Saturday, March 7, 2020

Review of 'Politics of Divination' by Joshua Ramey

Here's my review of Joshua Ramey's Politics of Divination. It's here on Amazon - as always a 'helpful' vote would be very much appreciated if its not too much trouble. I mean, you're going to be ordering the book, aren't you? Coz you should! Xx



A brilliant and exciting work proposing that neoliberalism is a mutated form of Divination.


"This is a brilliant and exciting book. It proposes that neoliberalism is a vast, unavowed and perverted form of divination.

It's not an easy read. Ramey's writing style reminds me of David Graeber in that he juxtaposes conflicting ideas and then tracks a nuanced path through them to give exposition and support to his thesis - all in one sentence. However, Ramey doesn't yet have as good a feel for his reader as Graeber. It's difficult to get a sense of who Ramey is from this work. Those long sentences can become a little wearing. Anecdotes are sparse - if fact I'm not sure there are any, at all - and the hyper-rationality, obvious concern with complete logical consistency in every statement, and constant referencing have a deleterious effect on the rhythm of the book. It's just feels a little unfriendly and cold. Of course, my criticism of his style will be viewed by many as affirmation of a positive trait; academic writing seeking objectivity tends to read like this - as explicitly rational. This brings me to a wider point.

Ramey's dissection of Hayek is excellent. He exposes the paradoxes at the heart of neoliberal ideas. But all the while he relies on essentially the same methodology as Hayek does in say, The Constitution of Liberty. Ramey defines his terms in detail. He pulls arguments apart. He assesses their consistency and exposes their assumptions and then recasts them within the terms of his central insight - which is that were are living in a social world of 'repressed' (my term) divination. There is no mysticism. There is no explicit revision or clear statement of metaphysics. There is just Ramey's consistent, rational, and logical progression. Rational argument is his methodology - and his methodology then becomes (in a sense and by default) his metaphysical commitment. And yet, the book itself gives the lie to this. As Hayek said 'rationality is wrong'. I think, ultimately, Ramey agrees with Hayek on this key point.

If the lesson from Politics of Divination is that it should not have been written so exclusively within the bounds of the rational, then Ramey is in good company. Bataille famously claimed that his masterwork on economy The Accursed Share should not have written at all, if he'd adhered to its conclusion. Bataille was at the back of my mind reading Ramey. I don't feel Ramey really got under the skin of sovereignty and its connection to ritual and sacrifice. And this was a significant omission given his focus on Divination as being a ritual rite deeply ingrained in what it is to be a human being.
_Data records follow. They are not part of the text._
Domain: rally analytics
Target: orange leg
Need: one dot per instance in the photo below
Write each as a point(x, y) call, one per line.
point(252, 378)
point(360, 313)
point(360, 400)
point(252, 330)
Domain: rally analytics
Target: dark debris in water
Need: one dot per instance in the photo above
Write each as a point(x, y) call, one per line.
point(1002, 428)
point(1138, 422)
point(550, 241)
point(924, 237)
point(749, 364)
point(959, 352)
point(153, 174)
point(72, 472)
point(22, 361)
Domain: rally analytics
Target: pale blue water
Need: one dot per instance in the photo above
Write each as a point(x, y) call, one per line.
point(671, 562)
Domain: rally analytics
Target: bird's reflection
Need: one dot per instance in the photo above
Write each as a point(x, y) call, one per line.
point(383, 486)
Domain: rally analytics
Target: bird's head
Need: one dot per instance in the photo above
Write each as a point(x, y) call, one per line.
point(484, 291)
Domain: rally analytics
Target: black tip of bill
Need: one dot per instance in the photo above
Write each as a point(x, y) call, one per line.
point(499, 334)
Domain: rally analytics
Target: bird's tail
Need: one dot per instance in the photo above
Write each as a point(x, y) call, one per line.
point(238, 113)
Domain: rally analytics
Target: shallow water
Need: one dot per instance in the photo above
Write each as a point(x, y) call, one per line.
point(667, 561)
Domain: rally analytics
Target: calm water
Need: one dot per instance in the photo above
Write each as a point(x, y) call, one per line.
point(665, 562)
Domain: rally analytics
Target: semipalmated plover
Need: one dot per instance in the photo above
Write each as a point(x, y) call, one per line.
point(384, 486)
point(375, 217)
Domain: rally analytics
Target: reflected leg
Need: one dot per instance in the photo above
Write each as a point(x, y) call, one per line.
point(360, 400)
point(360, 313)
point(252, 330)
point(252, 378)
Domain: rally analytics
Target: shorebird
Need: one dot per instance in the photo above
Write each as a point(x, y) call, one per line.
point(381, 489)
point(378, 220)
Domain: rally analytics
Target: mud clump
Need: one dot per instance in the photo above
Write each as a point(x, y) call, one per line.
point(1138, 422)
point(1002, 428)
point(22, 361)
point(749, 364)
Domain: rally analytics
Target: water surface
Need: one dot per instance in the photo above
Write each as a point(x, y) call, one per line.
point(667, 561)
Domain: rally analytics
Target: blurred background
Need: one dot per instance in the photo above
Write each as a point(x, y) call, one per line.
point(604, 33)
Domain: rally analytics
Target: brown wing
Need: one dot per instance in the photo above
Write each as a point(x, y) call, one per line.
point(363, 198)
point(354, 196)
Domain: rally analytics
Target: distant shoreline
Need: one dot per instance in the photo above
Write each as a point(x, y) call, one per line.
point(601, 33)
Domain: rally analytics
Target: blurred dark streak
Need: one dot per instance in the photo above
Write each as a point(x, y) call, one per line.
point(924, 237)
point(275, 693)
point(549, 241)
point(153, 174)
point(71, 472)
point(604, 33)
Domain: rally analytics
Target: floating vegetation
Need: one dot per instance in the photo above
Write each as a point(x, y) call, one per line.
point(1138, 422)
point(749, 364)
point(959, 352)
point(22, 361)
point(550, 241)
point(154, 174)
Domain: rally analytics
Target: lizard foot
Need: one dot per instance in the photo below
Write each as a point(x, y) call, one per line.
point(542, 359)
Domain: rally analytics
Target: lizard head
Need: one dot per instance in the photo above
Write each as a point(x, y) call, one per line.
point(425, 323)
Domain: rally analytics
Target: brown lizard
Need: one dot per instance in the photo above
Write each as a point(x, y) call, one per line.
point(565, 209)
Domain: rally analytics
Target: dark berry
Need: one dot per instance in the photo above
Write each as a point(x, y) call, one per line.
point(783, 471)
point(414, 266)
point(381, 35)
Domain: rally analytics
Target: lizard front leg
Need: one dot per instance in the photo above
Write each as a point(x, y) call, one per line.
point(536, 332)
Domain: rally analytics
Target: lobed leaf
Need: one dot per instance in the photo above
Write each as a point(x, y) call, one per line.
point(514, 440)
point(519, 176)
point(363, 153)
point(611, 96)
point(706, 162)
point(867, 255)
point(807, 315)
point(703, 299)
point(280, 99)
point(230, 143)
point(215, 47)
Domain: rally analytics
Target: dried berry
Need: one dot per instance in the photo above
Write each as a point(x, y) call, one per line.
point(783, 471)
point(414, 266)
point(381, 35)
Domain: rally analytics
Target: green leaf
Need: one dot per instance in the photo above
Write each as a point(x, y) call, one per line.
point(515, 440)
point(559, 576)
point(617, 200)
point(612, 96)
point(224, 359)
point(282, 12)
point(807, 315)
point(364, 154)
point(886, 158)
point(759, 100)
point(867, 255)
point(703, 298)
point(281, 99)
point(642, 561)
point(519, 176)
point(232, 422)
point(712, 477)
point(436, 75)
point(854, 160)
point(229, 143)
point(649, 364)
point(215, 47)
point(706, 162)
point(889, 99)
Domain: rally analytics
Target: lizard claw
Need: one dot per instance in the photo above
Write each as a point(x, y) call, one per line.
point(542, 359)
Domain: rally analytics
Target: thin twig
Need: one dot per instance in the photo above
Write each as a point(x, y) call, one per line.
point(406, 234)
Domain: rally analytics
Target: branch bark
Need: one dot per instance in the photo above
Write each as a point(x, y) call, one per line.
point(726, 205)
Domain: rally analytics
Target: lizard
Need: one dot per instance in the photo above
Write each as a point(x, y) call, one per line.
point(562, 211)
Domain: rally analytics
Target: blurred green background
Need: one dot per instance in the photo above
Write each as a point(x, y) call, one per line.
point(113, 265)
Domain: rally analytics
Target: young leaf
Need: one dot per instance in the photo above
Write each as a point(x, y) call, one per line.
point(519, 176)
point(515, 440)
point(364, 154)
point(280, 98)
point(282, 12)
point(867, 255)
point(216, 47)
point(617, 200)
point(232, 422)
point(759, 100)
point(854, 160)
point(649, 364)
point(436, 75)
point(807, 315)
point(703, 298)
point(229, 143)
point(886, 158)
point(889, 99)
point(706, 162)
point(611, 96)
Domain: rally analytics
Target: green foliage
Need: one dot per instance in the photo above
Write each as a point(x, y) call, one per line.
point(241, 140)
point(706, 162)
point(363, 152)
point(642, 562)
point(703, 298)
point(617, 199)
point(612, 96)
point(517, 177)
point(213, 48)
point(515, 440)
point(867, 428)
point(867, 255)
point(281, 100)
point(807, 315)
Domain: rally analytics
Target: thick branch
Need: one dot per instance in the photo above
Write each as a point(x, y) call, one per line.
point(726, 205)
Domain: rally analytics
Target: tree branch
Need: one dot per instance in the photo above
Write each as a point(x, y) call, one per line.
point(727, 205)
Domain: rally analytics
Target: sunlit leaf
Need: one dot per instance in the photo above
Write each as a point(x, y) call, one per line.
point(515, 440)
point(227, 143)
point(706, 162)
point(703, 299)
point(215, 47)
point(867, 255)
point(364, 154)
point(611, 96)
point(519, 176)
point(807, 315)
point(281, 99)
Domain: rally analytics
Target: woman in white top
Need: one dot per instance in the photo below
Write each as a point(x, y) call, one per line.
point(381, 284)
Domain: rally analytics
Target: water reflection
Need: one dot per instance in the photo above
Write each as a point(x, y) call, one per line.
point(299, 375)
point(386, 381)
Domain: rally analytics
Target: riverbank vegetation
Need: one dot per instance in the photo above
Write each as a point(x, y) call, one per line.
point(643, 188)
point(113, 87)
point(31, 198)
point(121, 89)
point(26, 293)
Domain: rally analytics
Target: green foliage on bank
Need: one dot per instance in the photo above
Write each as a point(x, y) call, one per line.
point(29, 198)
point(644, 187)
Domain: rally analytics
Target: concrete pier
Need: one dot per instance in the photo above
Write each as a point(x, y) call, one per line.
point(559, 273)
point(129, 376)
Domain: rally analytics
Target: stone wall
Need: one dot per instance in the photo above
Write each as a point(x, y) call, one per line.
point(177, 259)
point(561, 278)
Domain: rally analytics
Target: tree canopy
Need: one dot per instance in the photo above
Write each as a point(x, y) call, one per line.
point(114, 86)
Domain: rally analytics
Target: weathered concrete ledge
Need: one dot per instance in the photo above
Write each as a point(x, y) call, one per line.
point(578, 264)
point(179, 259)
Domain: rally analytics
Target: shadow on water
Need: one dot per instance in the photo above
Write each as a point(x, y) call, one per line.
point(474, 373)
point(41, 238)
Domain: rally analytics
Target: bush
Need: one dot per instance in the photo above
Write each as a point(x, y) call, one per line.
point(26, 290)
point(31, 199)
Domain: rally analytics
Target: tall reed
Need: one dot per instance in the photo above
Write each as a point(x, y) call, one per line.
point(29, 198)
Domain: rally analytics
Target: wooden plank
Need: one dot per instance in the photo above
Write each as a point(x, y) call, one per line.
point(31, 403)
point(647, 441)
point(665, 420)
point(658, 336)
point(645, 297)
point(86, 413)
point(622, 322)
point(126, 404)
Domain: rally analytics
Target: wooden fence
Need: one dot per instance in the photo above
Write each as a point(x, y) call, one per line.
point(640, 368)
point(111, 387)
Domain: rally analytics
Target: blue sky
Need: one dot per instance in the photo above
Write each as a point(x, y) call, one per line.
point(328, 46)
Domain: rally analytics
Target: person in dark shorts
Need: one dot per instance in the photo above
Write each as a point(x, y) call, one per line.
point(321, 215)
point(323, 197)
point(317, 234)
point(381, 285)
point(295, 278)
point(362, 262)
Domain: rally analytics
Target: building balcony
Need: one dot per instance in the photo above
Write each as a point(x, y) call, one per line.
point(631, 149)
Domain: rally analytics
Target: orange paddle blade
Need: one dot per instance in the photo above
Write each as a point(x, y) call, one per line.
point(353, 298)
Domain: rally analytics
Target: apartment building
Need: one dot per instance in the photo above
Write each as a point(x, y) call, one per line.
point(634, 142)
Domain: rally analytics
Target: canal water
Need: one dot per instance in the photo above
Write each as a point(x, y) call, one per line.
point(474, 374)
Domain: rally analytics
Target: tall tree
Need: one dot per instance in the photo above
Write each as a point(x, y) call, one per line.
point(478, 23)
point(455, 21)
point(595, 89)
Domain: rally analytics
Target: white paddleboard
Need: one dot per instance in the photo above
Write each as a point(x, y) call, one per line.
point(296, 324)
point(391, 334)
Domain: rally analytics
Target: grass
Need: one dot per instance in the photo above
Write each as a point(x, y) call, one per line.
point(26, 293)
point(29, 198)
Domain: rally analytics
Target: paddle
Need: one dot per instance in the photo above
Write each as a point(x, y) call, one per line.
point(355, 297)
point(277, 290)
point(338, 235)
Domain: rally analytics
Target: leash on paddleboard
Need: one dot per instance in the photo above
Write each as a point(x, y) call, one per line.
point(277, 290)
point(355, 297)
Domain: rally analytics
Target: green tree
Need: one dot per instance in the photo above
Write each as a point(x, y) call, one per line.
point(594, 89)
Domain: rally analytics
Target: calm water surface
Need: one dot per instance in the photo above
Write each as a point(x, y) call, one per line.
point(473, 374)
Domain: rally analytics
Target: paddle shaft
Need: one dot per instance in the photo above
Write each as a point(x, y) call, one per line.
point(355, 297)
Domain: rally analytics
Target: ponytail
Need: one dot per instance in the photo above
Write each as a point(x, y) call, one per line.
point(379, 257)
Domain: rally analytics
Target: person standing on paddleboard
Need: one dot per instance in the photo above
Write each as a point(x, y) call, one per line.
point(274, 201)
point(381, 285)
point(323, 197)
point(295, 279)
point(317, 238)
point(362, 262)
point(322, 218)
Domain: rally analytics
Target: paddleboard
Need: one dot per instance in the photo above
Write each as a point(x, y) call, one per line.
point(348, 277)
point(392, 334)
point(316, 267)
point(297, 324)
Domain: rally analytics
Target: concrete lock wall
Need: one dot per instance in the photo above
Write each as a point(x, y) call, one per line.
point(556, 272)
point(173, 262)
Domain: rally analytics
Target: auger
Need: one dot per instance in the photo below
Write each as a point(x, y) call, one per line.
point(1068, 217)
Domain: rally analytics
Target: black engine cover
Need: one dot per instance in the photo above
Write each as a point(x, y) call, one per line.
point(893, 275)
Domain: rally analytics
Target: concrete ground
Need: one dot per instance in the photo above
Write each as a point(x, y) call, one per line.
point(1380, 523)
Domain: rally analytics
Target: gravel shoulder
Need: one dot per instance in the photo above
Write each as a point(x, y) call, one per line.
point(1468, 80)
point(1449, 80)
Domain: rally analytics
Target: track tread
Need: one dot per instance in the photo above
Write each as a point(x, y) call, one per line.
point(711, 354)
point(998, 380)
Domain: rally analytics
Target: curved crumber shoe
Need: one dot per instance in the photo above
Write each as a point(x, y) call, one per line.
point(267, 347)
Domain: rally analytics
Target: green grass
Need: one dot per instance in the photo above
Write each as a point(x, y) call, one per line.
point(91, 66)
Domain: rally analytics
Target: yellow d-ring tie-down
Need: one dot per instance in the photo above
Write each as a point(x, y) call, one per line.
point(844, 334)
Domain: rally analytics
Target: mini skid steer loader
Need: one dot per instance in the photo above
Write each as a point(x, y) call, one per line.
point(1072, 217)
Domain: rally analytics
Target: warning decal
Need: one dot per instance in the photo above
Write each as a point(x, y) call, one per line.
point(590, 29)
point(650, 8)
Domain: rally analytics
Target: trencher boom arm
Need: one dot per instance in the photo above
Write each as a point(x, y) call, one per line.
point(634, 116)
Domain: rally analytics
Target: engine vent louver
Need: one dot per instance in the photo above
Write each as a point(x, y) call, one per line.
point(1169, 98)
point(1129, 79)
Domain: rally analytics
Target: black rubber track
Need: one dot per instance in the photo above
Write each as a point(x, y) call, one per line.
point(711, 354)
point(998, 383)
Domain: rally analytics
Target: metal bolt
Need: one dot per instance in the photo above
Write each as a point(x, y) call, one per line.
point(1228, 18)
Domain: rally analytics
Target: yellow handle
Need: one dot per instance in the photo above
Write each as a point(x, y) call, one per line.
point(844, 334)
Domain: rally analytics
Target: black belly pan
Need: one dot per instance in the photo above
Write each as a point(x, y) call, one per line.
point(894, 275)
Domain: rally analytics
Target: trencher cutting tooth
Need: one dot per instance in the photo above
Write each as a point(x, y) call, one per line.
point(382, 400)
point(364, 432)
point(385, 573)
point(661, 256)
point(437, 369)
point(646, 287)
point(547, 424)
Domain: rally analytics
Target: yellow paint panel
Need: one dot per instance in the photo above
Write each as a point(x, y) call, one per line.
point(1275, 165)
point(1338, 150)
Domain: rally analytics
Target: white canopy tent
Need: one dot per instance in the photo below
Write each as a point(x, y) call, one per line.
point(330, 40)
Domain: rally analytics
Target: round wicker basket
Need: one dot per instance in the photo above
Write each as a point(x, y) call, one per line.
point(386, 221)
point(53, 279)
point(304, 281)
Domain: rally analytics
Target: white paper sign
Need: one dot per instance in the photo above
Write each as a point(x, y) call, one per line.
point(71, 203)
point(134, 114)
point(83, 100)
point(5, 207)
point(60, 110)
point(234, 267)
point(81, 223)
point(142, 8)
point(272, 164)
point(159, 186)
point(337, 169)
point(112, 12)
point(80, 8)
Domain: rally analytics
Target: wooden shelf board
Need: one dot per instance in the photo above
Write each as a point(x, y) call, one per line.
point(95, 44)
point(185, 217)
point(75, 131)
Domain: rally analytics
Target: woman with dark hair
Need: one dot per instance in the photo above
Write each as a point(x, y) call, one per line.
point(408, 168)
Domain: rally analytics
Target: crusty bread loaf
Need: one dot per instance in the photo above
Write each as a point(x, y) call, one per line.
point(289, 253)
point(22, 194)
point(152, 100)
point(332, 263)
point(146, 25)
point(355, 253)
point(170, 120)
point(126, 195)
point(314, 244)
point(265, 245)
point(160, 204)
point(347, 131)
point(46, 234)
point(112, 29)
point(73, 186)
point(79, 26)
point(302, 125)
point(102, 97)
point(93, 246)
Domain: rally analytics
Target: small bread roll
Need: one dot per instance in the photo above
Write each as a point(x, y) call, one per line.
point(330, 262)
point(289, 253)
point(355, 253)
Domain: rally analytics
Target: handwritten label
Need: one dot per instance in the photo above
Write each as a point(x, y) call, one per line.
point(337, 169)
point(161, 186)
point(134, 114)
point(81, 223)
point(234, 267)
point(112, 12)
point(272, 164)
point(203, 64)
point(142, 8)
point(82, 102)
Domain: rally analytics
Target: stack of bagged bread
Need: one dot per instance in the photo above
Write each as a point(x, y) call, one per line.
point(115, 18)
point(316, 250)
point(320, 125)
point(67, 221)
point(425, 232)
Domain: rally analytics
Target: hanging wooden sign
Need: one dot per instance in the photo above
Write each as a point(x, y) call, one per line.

Ramey's focus on 'dividuals' in his concluding section - which conceives of individuals as an inherently social formation ('contingently organized bundles of affordances') - would have been more strongly challenged by Bataille's conception of sovereignty, than it was by contrasting 'dividuals' to a  conception of  'homo economicus'. I also think that Ramey could have considered a little more the dangers of writing about rituals in functionalist terms. Bringing Bataille in would have created a bulwark against this 'functional' mode of thinking. It was odd then, in the end, that Ramey chose to close his book by referencing Bataille (through the writing of Randy Martin).

My most precise criticism of, and frustration with, Politics of Divination has to do with money. I find it hard to forgive Ramey for not writing about money more extensively. Firstly, his omission of money places him in the company of mainstream economics and Hayek. Money is seen by both as effectively a product of the market - a just a pure medium for price. Is that what Ramey believes? I don't know. I suspect he thinks differently because he quotes (and then fails to expand upon) Samuel Weber's claim that in capitalism the money form is 'spiritualized' - like an immortal, invisible, omnipresent soul. Ramey also fails to point out - when he conflates Friedman and Hayek's thoughts under the 'neoliberal' banner - that Hayek and Friedman had very different ideas about money. Their conception of money was, perhaps, the thing that most distinguished them from one another. Friedman was a moneterist, Hayek was not. This fissure in neoliberal thinking demanded a exploration within the terms of Ramey's thesis, which it was not given.

It would also have been interesting to develop arguments about money's relation to price-making in the excellent chapter on probability. Probability is a very hard subject to write about with clarity, and Ramey does well. It's a pity that he didn't extend the ideas from Ayache about a derivative price being only 'accidentally numeric' and fundamentally, a narrative statement about belief. Because this has interesting implications about the relationship between narrative - and therefore thought - and money.

But of course, my criticisms (of what Ramey omits) arise only because of the deep insight, that Ramey gives expression to, in his work. I have no hesitation in recommending this book as an important contribution to our understanding of economy. It opens up new areas of thought about money, economy and their relationship to ritual, time and chance. It's a superb original work by a brilliant thinker."